Flame leapt through it, blasting hot.
The fire engine turned the corner.
Rollison saw it pull up outside the hotel, and saw steel helmeted men leap from it and start to uncoil the hoses. The fire escape arrived and the ladder and platform seemed to shoot up towards him. He knew that he was safe and that for the time being he had saved the child. No matter how fierce the flames nor how hot they seemed, they would escape.
Smoke was writhing towards him, thick and evil-smelling, when the fireman arrived atop the turntable.
“Take the baby and help her,” Rollison said, and he seemed almost detached as the fireman took the child, then steadied Maggie. “And there’s an unconscious man inside.”
“We’ll see to him,” a man said.
“I’m all right,” Maggie said, evenly. She gave Rollison that unexpected, half amused smile, then stepped on to the turntable. The roaring from behind was steady and almost deafening, now, and Leo wasn’t likely to live through it, in spite of the fireman’s words.
Then, Maggie staggered.
The fireman was still holding her with one hand, the infant hugged closely to him with the other. Maggie closed her eyes, and swayed backwards. Rollison stretched out and tried to grab her, clutched her dress, and felt it tear in his grasp. The fireman held on desperately, but her dead weight pulled him towards the edge, and with the child in his arms he might lose his balance.
He let go.
Then Maggie Jeffson fell.
There came a scream from below, rising as if in awful terror – then silence, next a thud, then a crowd of horrified people about the crushed body on the pavement.

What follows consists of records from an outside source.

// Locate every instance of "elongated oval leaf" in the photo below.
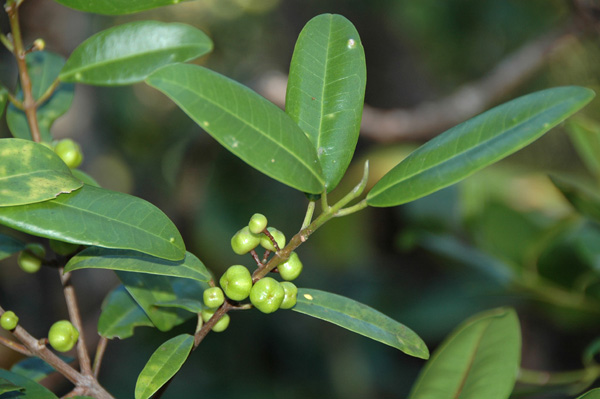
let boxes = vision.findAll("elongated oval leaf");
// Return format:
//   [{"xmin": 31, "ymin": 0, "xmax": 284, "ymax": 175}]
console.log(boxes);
[
  {"xmin": 409, "ymin": 308, "xmax": 521, "ymax": 399},
  {"xmin": 55, "ymin": 0, "xmax": 189, "ymax": 15},
  {"xmin": 0, "ymin": 139, "xmax": 83, "ymax": 207},
  {"xmin": 285, "ymin": 14, "xmax": 367, "ymax": 191},
  {"xmin": 146, "ymin": 64, "xmax": 324, "ymax": 194},
  {"xmin": 59, "ymin": 21, "xmax": 212, "ymax": 86},
  {"xmin": 292, "ymin": 288, "xmax": 429, "ymax": 359},
  {"xmin": 135, "ymin": 334, "xmax": 194, "ymax": 399},
  {"xmin": 65, "ymin": 247, "xmax": 211, "ymax": 281},
  {"xmin": 0, "ymin": 185, "xmax": 185, "ymax": 260},
  {"xmin": 367, "ymin": 87, "xmax": 594, "ymax": 207}
]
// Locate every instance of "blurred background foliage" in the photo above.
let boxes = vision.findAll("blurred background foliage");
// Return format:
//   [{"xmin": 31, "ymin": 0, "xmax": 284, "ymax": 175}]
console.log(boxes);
[{"xmin": 0, "ymin": 0, "xmax": 600, "ymax": 399}]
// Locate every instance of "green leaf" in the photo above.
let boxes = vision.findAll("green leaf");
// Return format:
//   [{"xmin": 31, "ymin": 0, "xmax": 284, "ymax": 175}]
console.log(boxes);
[
  {"xmin": 135, "ymin": 334, "xmax": 194, "ymax": 399},
  {"xmin": 409, "ymin": 308, "xmax": 521, "ymax": 399},
  {"xmin": 146, "ymin": 64, "xmax": 325, "ymax": 194},
  {"xmin": 55, "ymin": 0, "xmax": 189, "ymax": 15},
  {"xmin": 0, "ymin": 185, "xmax": 185, "ymax": 260},
  {"xmin": 59, "ymin": 21, "xmax": 212, "ymax": 86},
  {"xmin": 292, "ymin": 288, "xmax": 429, "ymax": 359},
  {"xmin": 0, "ymin": 369, "xmax": 58, "ymax": 399},
  {"xmin": 65, "ymin": 247, "xmax": 211, "ymax": 281},
  {"xmin": 367, "ymin": 86, "xmax": 594, "ymax": 207},
  {"xmin": 116, "ymin": 271, "xmax": 209, "ymax": 331},
  {"xmin": 6, "ymin": 51, "xmax": 74, "ymax": 143},
  {"xmin": 98, "ymin": 285, "xmax": 154, "ymax": 339},
  {"xmin": 0, "ymin": 139, "xmax": 83, "ymax": 207},
  {"xmin": 285, "ymin": 14, "xmax": 367, "ymax": 191}
]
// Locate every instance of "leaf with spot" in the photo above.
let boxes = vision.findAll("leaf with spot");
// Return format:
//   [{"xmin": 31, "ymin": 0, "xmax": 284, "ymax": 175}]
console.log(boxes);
[
  {"xmin": 0, "ymin": 139, "xmax": 83, "ymax": 207},
  {"xmin": 146, "ymin": 64, "xmax": 325, "ymax": 194},
  {"xmin": 59, "ymin": 21, "xmax": 212, "ymax": 86},
  {"xmin": 285, "ymin": 14, "xmax": 367, "ymax": 191},
  {"xmin": 292, "ymin": 288, "xmax": 429, "ymax": 359},
  {"xmin": 0, "ymin": 185, "xmax": 186, "ymax": 261}
]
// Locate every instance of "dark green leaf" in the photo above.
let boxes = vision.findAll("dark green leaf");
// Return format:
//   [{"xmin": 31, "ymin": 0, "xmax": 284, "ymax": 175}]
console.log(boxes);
[
  {"xmin": 135, "ymin": 334, "xmax": 194, "ymax": 399},
  {"xmin": 292, "ymin": 288, "xmax": 429, "ymax": 359},
  {"xmin": 59, "ymin": 21, "xmax": 212, "ymax": 86},
  {"xmin": 146, "ymin": 64, "xmax": 324, "ymax": 194},
  {"xmin": 0, "ymin": 139, "xmax": 83, "ymax": 207},
  {"xmin": 65, "ymin": 247, "xmax": 211, "ymax": 281},
  {"xmin": 285, "ymin": 14, "xmax": 367, "ymax": 191},
  {"xmin": 409, "ymin": 308, "xmax": 521, "ymax": 399},
  {"xmin": 98, "ymin": 285, "xmax": 154, "ymax": 339},
  {"xmin": 55, "ymin": 0, "xmax": 189, "ymax": 15},
  {"xmin": 367, "ymin": 86, "xmax": 594, "ymax": 207},
  {"xmin": 0, "ymin": 185, "xmax": 185, "ymax": 260},
  {"xmin": 6, "ymin": 51, "xmax": 74, "ymax": 143}
]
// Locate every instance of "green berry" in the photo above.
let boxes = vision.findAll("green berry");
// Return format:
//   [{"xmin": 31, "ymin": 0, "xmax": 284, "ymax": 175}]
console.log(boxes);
[
  {"xmin": 202, "ymin": 287, "xmax": 225, "ymax": 308},
  {"xmin": 280, "ymin": 281, "xmax": 298, "ymax": 309},
  {"xmin": 231, "ymin": 226, "xmax": 260, "ymax": 255},
  {"xmin": 0, "ymin": 310, "xmax": 19, "ymax": 331},
  {"xmin": 260, "ymin": 227, "xmax": 285, "ymax": 251},
  {"xmin": 48, "ymin": 320, "xmax": 79, "ymax": 352},
  {"xmin": 277, "ymin": 252, "xmax": 302, "ymax": 281},
  {"xmin": 219, "ymin": 265, "xmax": 252, "ymax": 301},
  {"xmin": 250, "ymin": 277, "xmax": 285, "ymax": 313},
  {"xmin": 54, "ymin": 139, "xmax": 83, "ymax": 169},
  {"xmin": 202, "ymin": 309, "xmax": 230, "ymax": 332},
  {"xmin": 248, "ymin": 213, "xmax": 267, "ymax": 234}
]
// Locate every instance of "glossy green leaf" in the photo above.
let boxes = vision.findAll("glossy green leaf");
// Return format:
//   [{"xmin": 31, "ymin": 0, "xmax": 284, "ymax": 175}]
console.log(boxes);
[
  {"xmin": 98, "ymin": 285, "xmax": 154, "ymax": 339},
  {"xmin": 409, "ymin": 308, "xmax": 521, "ymax": 399},
  {"xmin": 146, "ymin": 64, "xmax": 325, "ymax": 194},
  {"xmin": 285, "ymin": 14, "xmax": 367, "ymax": 191},
  {"xmin": 6, "ymin": 51, "xmax": 74, "ymax": 143},
  {"xmin": 135, "ymin": 334, "xmax": 194, "ymax": 399},
  {"xmin": 55, "ymin": 0, "xmax": 189, "ymax": 15},
  {"xmin": 59, "ymin": 21, "xmax": 212, "ymax": 86},
  {"xmin": 0, "ymin": 369, "xmax": 58, "ymax": 399},
  {"xmin": 65, "ymin": 247, "xmax": 211, "ymax": 281},
  {"xmin": 292, "ymin": 288, "xmax": 429, "ymax": 359},
  {"xmin": 367, "ymin": 87, "xmax": 594, "ymax": 207},
  {"xmin": 116, "ymin": 271, "xmax": 209, "ymax": 331},
  {"xmin": 0, "ymin": 185, "xmax": 185, "ymax": 260},
  {"xmin": 0, "ymin": 139, "xmax": 83, "ymax": 207}
]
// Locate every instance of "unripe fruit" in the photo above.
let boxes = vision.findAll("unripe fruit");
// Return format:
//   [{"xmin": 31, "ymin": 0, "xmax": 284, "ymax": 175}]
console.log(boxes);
[
  {"xmin": 202, "ymin": 309, "xmax": 230, "ymax": 332},
  {"xmin": 248, "ymin": 213, "xmax": 267, "ymax": 234},
  {"xmin": 277, "ymin": 252, "xmax": 302, "ymax": 281},
  {"xmin": 202, "ymin": 287, "xmax": 225, "ymax": 308},
  {"xmin": 48, "ymin": 320, "xmax": 79, "ymax": 352},
  {"xmin": 280, "ymin": 281, "xmax": 298, "ymax": 309},
  {"xmin": 260, "ymin": 227, "xmax": 285, "ymax": 251},
  {"xmin": 0, "ymin": 310, "xmax": 19, "ymax": 331},
  {"xmin": 250, "ymin": 277, "xmax": 285, "ymax": 313},
  {"xmin": 219, "ymin": 265, "xmax": 252, "ymax": 301},
  {"xmin": 54, "ymin": 139, "xmax": 83, "ymax": 169},
  {"xmin": 231, "ymin": 226, "xmax": 260, "ymax": 255}
]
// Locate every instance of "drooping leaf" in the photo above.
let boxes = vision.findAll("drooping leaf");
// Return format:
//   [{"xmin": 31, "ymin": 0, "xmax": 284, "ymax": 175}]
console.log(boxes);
[
  {"xmin": 0, "ymin": 369, "xmax": 58, "ymax": 399},
  {"xmin": 6, "ymin": 51, "xmax": 74, "ymax": 143},
  {"xmin": 0, "ymin": 139, "xmax": 83, "ymax": 207},
  {"xmin": 0, "ymin": 185, "xmax": 185, "ymax": 260},
  {"xmin": 135, "ymin": 334, "xmax": 194, "ymax": 399},
  {"xmin": 59, "ymin": 21, "xmax": 212, "ymax": 86},
  {"xmin": 146, "ymin": 64, "xmax": 325, "ymax": 194},
  {"xmin": 55, "ymin": 0, "xmax": 189, "ymax": 15},
  {"xmin": 285, "ymin": 14, "xmax": 366, "ymax": 191},
  {"xmin": 409, "ymin": 308, "xmax": 521, "ymax": 399},
  {"xmin": 98, "ymin": 285, "xmax": 153, "ymax": 339},
  {"xmin": 116, "ymin": 271, "xmax": 209, "ymax": 331},
  {"xmin": 65, "ymin": 247, "xmax": 211, "ymax": 281},
  {"xmin": 292, "ymin": 288, "xmax": 429, "ymax": 359},
  {"xmin": 367, "ymin": 86, "xmax": 594, "ymax": 207}
]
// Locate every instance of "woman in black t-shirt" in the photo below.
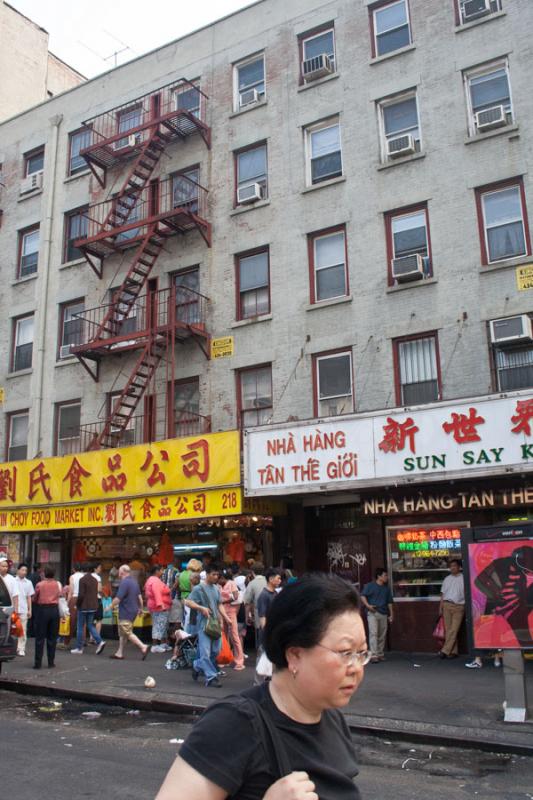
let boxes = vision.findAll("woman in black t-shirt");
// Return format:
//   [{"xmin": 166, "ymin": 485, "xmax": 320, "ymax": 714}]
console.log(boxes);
[{"xmin": 157, "ymin": 575, "xmax": 369, "ymax": 800}]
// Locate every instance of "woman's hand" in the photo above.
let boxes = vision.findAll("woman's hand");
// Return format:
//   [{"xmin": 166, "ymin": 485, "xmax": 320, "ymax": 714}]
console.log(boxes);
[{"xmin": 263, "ymin": 772, "xmax": 319, "ymax": 800}]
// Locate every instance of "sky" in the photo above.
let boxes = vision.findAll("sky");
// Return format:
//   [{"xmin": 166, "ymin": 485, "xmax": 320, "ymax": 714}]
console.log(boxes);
[{"xmin": 7, "ymin": 0, "xmax": 252, "ymax": 78}]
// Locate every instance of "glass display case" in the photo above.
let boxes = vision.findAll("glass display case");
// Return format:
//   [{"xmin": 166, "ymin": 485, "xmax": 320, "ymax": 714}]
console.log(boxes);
[{"xmin": 387, "ymin": 522, "xmax": 469, "ymax": 601}]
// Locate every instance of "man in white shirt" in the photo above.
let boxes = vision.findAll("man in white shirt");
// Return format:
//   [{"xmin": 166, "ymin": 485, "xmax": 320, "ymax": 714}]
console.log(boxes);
[
  {"xmin": 15, "ymin": 564, "xmax": 35, "ymax": 656},
  {"xmin": 0, "ymin": 556, "xmax": 19, "ymax": 612},
  {"xmin": 439, "ymin": 559, "xmax": 465, "ymax": 658}
]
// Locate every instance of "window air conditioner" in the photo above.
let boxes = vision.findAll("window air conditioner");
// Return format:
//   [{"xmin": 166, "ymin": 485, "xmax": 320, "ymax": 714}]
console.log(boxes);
[
  {"xmin": 387, "ymin": 133, "xmax": 416, "ymax": 158},
  {"xmin": 392, "ymin": 253, "xmax": 425, "ymax": 283},
  {"xmin": 237, "ymin": 183, "xmax": 263, "ymax": 205},
  {"xmin": 463, "ymin": 0, "xmax": 492, "ymax": 22},
  {"xmin": 239, "ymin": 89, "xmax": 261, "ymax": 108},
  {"xmin": 490, "ymin": 314, "xmax": 533, "ymax": 344},
  {"xmin": 20, "ymin": 172, "xmax": 43, "ymax": 194},
  {"xmin": 476, "ymin": 106, "xmax": 507, "ymax": 131},
  {"xmin": 302, "ymin": 53, "xmax": 333, "ymax": 81}
]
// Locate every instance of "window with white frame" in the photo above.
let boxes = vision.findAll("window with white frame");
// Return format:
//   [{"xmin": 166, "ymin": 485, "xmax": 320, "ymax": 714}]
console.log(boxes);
[
  {"xmin": 373, "ymin": 0, "xmax": 411, "ymax": 56},
  {"xmin": 237, "ymin": 249, "xmax": 270, "ymax": 319},
  {"xmin": 18, "ymin": 228, "xmax": 40, "ymax": 278},
  {"xmin": 12, "ymin": 314, "xmax": 34, "ymax": 372},
  {"xmin": 7, "ymin": 411, "xmax": 30, "ymax": 461},
  {"xmin": 395, "ymin": 335, "xmax": 440, "ymax": 406},
  {"xmin": 306, "ymin": 119, "xmax": 342, "ymax": 185},
  {"xmin": 233, "ymin": 53, "xmax": 266, "ymax": 111},
  {"xmin": 239, "ymin": 365, "xmax": 272, "ymax": 428},
  {"xmin": 315, "ymin": 352, "xmax": 353, "ymax": 417},
  {"xmin": 311, "ymin": 229, "xmax": 348, "ymax": 303},
  {"xmin": 481, "ymin": 184, "xmax": 528, "ymax": 264},
  {"xmin": 379, "ymin": 92, "xmax": 421, "ymax": 161},
  {"xmin": 235, "ymin": 144, "xmax": 268, "ymax": 204},
  {"xmin": 465, "ymin": 60, "xmax": 514, "ymax": 136},
  {"xmin": 56, "ymin": 402, "xmax": 81, "ymax": 456}
]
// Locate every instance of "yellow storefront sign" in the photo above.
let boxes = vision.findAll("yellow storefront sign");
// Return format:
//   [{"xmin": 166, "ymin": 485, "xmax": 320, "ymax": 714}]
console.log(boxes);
[
  {"xmin": 0, "ymin": 487, "xmax": 242, "ymax": 532},
  {"xmin": 0, "ymin": 431, "xmax": 241, "ymax": 510}
]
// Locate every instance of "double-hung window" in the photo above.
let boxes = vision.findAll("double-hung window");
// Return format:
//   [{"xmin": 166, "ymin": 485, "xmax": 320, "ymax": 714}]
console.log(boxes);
[
  {"xmin": 379, "ymin": 91, "xmax": 421, "ymax": 162},
  {"xmin": 394, "ymin": 333, "xmax": 440, "ymax": 406},
  {"xmin": 314, "ymin": 351, "xmax": 353, "ymax": 417},
  {"xmin": 238, "ymin": 364, "xmax": 272, "ymax": 428},
  {"xmin": 464, "ymin": 59, "xmax": 514, "ymax": 136},
  {"xmin": 11, "ymin": 314, "xmax": 34, "ymax": 372},
  {"xmin": 476, "ymin": 178, "xmax": 531, "ymax": 264},
  {"xmin": 306, "ymin": 118, "xmax": 342, "ymax": 186},
  {"xmin": 17, "ymin": 227, "xmax": 39, "ymax": 278},
  {"xmin": 236, "ymin": 248, "xmax": 270, "ymax": 319},
  {"xmin": 370, "ymin": 0, "xmax": 411, "ymax": 56},
  {"xmin": 309, "ymin": 226, "xmax": 348, "ymax": 303},
  {"xmin": 7, "ymin": 411, "xmax": 30, "ymax": 461},
  {"xmin": 233, "ymin": 53, "xmax": 266, "ymax": 111}
]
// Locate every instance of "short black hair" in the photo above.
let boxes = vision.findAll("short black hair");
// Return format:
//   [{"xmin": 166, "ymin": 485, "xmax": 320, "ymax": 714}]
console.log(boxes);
[{"xmin": 263, "ymin": 573, "xmax": 361, "ymax": 669}]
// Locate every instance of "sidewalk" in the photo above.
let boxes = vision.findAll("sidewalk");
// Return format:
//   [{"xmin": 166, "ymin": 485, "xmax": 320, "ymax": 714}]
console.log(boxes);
[{"xmin": 0, "ymin": 641, "xmax": 533, "ymax": 755}]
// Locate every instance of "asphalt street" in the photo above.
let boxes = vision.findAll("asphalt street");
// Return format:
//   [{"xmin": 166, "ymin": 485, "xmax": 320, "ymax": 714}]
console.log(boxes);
[{"xmin": 0, "ymin": 692, "xmax": 533, "ymax": 800}]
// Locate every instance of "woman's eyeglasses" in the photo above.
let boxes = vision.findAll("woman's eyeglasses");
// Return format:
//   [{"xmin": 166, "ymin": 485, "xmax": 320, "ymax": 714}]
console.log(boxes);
[{"xmin": 317, "ymin": 644, "xmax": 372, "ymax": 667}]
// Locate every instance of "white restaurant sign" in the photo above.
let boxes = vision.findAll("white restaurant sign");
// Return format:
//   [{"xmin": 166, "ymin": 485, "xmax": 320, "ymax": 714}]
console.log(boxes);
[{"xmin": 244, "ymin": 392, "xmax": 533, "ymax": 495}]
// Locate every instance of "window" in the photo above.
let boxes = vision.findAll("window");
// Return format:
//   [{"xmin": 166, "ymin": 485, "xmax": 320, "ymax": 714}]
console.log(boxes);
[
  {"xmin": 476, "ymin": 178, "xmax": 531, "ymax": 264},
  {"xmin": 238, "ymin": 365, "xmax": 272, "ymax": 428},
  {"xmin": 17, "ymin": 227, "xmax": 39, "ymax": 278},
  {"xmin": 55, "ymin": 400, "xmax": 81, "ymax": 456},
  {"xmin": 379, "ymin": 92, "xmax": 421, "ymax": 161},
  {"xmin": 385, "ymin": 204, "xmax": 433, "ymax": 285},
  {"xmin": 456, "ymin": 0, "xmax": 502, "ymax": 25},
  {"xmin": 306, "ymin": 119, "xmax": 342, "ymax": 185},
  {"xmin": 64, "ymin": 206, "xmax": 89, "ymax": 261},
  {"xmin": 11, "ymin": 314, "xmax": 33, "ymax": 372},
  {"xmin": 394, "ymin": 333, "xmax": 440, "ymax": 406},
  {"xmin": 308, "ymin": 226, "xmax": 348, "ymax": 303},
  {"xmin": 59, "ymin": 300, "xmax": 85, "ymax": 358},
  {"xmin": 234, "ymin": 53, "xmax": 265, "ymax": 111},
  {"xmin": 314, "ymin": 352, "xmax": 353, "ymax": 417},
  {"xmin": 236, "ymin": 248, "xmax": 270, "ymax": 319},
  {"xmin": 464, "ymin": 60, "xmax": 514, "ymax": 136},
  {"xmin": 68, "ymin": 128, "xmax": 91, "ymax": 175},
  {"xmin": 24, "ymin": 147, "xmax": 44, "ymax": 178},
  {"xmin": 235, "ymin": 144, "xmax": 268, "ymax": 203},
  {"xmin": 7, "ymin": 411, "xmax": 30, "ymax": 461},
  {"xmin": 370, "ymin": 0, "xmax": 411, "ymax": 56}
]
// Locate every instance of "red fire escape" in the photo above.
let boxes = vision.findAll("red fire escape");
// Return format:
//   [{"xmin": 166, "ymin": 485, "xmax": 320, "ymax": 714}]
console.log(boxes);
[{"xmin": 71, "ymin": 79, "xmax": 211, "ymax": 449}]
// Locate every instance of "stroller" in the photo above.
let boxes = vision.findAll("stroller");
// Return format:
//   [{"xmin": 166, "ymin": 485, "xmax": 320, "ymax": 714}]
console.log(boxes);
[{"xmin": 165, "ymin": 629, "xmax": 198, "ymax": 669}]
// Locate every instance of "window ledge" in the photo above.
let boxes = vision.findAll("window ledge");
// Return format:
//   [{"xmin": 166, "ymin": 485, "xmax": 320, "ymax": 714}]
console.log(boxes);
[
  {"xmin": 377, "ymin": 151, "xmax": 426, "ymax": 172},
  {"xmin": 298, "ymin": 72, "xmax": 339, "ymax": 92},
  {"xmin": 302, "ymin": 175, "xmax": 346, "ymax": 194},
  {"xmin": 465, "ymin": 123, "xmax": 519, "ymax": 144},
  {"xmin": 455, "ymin": 11, "xmax": 507, "ymax": 33},
  {"xmin": 479, "ymin": 256, "xmax": 533, "ymax": 275},
  {"xmin": 63, "ymin": 169, "xmax": 91, "ymax": 183},
  {"xmin": 229, "ymin": 100, "xmax": 268, "ymax": 119},
  {"xmin": 6, "ymin": 367, "xmax": 33, "ymax": 380},
  {"xmin": 385, "ymin": 278, "xmax": 438, "ymax": 294},
  {"xmin": 230, "ymin": 314, "xmax": 272, "ymax": 328},
  {"xmin": 305, "ymin": 294, "xmax": 353, "ymax": 311},
  {"xmin": 17, "ymin": 189, "xmax": 43, "ymax": 203},
  {"xmin": 370, "ymin": 43, "xmax": 416, "ymax": 67},
  {"xmin": 229, "ymin": 197, "xmax": 270, "ymax": 217},
  {"xmin": 11, "ymin": 272, "xmax": 38, "ymax": 286},
  {"xmin": 59, "ymin": 258, "xmax": 87, "ymax": 269}
]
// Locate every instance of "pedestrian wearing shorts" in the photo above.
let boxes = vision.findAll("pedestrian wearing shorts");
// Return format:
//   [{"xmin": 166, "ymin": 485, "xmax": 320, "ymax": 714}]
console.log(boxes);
[{"xmin": 111, "ymin": 564, "xmax": 150, "ymax": 661}]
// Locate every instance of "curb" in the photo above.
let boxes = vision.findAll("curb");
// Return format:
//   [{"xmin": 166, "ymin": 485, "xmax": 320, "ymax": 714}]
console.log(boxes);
[{"xmin": 4, "ymin": 678, "xmax": 533, "ymax": 757}]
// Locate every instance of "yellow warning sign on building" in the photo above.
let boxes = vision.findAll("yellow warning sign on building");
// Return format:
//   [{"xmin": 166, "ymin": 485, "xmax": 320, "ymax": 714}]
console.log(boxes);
[{"xmin": 211, "ymin": 336, "xmax": 233, "ymax": 358}]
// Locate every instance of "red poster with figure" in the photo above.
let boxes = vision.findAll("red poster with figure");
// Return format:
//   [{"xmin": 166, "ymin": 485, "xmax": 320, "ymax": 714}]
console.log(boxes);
[{"xmin": 468, "ymin": 539, "xmax": 533, "ymax": 650}]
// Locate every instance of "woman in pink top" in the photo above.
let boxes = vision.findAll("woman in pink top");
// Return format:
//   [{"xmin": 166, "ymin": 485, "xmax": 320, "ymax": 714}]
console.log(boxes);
[{"xmin": 144, "ymin": 564, "xmax": 172, "ymax": 653}]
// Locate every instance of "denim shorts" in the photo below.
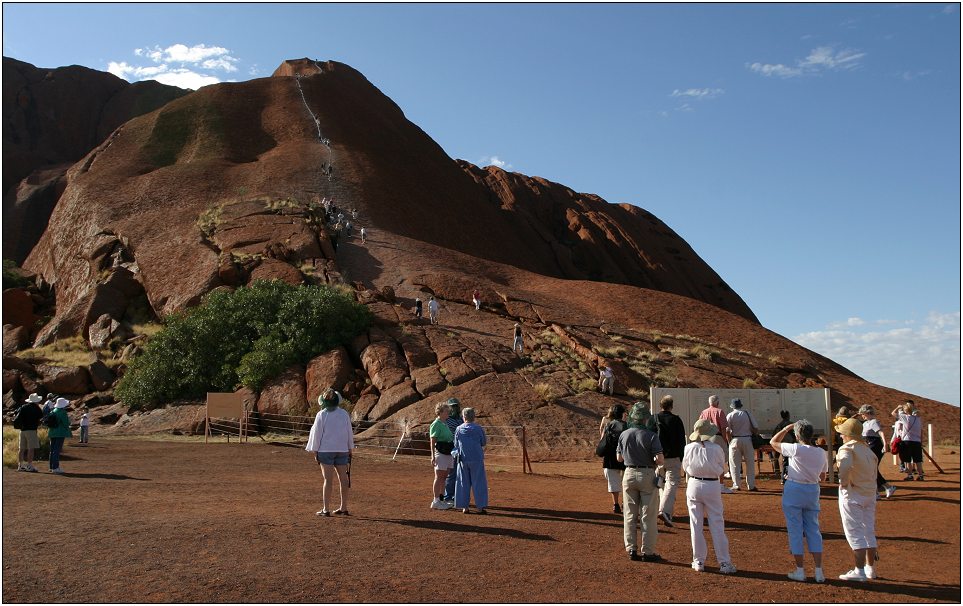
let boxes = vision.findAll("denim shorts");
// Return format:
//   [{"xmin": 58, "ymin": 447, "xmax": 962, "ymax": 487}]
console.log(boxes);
[{"xmin": 314, "ymin": 452, "xmax": 351, "ymax": 465}]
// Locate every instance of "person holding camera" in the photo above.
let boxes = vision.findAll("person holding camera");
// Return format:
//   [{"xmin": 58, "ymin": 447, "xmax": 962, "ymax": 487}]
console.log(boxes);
[
  {"xmin": 615, "ymin": 402, "xmax": 665, "ymax": 562},
  {"xmin": 428, "ymin": 402, "xmax": 455, "ymax": 509}
]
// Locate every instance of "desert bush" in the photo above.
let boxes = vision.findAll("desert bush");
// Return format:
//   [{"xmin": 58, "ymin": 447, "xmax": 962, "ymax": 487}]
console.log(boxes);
[
  {"xmin": 689, "ymin": 345, "xmax": 719, "ymax": 362},
  {"xmin": 17, "ymin": 336, "xmax": 90, "ymax": 366},
  {"xmin": 3, "ymin": 425, "xmax": 50, "ymax": 469},
  {"xmin": 115, "ymin": 280, "xmax": 371, "ymax": 408},
  {"xmin": 3, "ymin": 259, "xmax": 30, "ymax": 289},
  {"xmin": 532, "ymin": 383, "xmax": 560, "ymax": 404},
  {"xmin": 569, "ymin": 378, "xmax": 598, "ymax": 393}
]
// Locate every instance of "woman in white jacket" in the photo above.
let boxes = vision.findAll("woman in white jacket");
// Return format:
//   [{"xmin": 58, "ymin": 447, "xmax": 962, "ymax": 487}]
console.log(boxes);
[{"xmin": 304, "ymin": 388, "xmax": 354, "ymax": 516}]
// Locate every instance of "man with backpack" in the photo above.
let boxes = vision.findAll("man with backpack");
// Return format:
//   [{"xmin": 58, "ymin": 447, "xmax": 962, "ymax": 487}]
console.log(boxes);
[
  {"xmin": 656, "ymin": 396, "xmax": 686, "ymax": 528},
  {"xmin": 13, "ymin": 393, "xmax": 43, "ymax": 473}
]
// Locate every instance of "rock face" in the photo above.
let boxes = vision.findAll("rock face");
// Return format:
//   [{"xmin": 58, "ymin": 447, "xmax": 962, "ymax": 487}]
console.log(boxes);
[
  {"xmin": 4, "ymin": 59, "xmax": 959, "ymax": 446},
  {"xmin": 3, "ymin": 57, "xmax": 188, "ymax": 263}
]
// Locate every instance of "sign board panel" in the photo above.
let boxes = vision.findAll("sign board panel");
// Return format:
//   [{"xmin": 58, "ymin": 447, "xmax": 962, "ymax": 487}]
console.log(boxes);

Rollison stared down, hard-eyed.
“Get a move on, or the place’ll be up like a perishing Guy Fawkes,” the fireman burst out. He was pale, and was obviously keeping his face averted from the ground and from the woman. “What the hell made her do that? If she’d kept her head for another couple of minutes, we’d have been okay.”
The fire roared behind them and tongues of flame leapt out. Leo was lost in the flames, was almost certainly dead by now.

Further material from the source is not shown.